4) After waiting years to recover from those effects and finally closer to my previous baseline, I developed a disability that can cause a huge list of possible neurological, physical, & cognitive symptoms. It is unpredictable (and has the possibility to either improve or get worse or both), so people with the diagnosis don't know which ones they will have. Part of this was possibly triggered by an extreme pain condition since I was younger that became chronic after being neglected
5) After that disability had improved some, I developed another severe symptom and previous symptoms also got worse again. One aspect of this symptom is that it causes intense fear. Again, my mental health (panic disorder) became much worse & again, to a level that I didn't think was possible
6) Probable neurodivergence symptoms which have only worsened since developing the other disability since it affects many of the same abilities at an even more intense level
7) Extremely controlling family members who prevented me from gaining independence skills and stunted my social development even more. My main goal that kept me going was that one day, I could "get away" and "life would get better." Instead, I had no idea what I was doing because I went from almost completely controlled to expected to figure out everything on my own with no help/mentorship. And my mental health got worse from such a large increase in responsibilities
8) And after trying as hard as humanly possible to please my controlling family (which never happened) who added on their anxieties to my already existing anxiety, to get good grades and be able to get away, to finally get treatment on my own for my mental health that had been neglected for at least 10 years, and work on life skills and social skills that I was prevented from reaching at the "normal" milestone ages, I'm stuck dependent on my controlling family with even worse mental health symptoms, numerous new mental illness conditions, and physical disability making it so that I can't even leave the house by myself anymore. And I also don't have control over what mental health treatments I can try now.

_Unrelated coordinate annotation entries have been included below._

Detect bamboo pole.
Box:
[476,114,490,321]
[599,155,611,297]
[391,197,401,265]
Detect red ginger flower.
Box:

9) Anxiety, depression, & social anxiety, possible trauma
10) I also tried meeting as many people as possible to make friends during the short amount of time that I was not at home (which took all of my energy & effort due to the mental illness symptoms, social struggles/communication difficulties that I didn't realize I had, & social anxiety) and have basically lost contact with all of them
11) I now have many barriers preventing me from being able to access or do methods that were previously accessible for me :(
And like some people have mentioned, I think having the ability to do it as an option prevented me in a way. Tbh, if I had known everything that would happen in my future, I would have tried earlier when I was still able to access my chosen method. But, I got scared and didn't prepare/procrastinated instead.
12) I have more reasons, but paranoid about sharing too much info which I probably already did
13) Not being believed, so I can't get help with certain conditions. And developing more mental disorders that other people don't understand which also cause an even higher level of loneliness. And somehow, they are all disorders that I read most therapists do not have experience in treating or are under-researched because there aren't medications that treat them.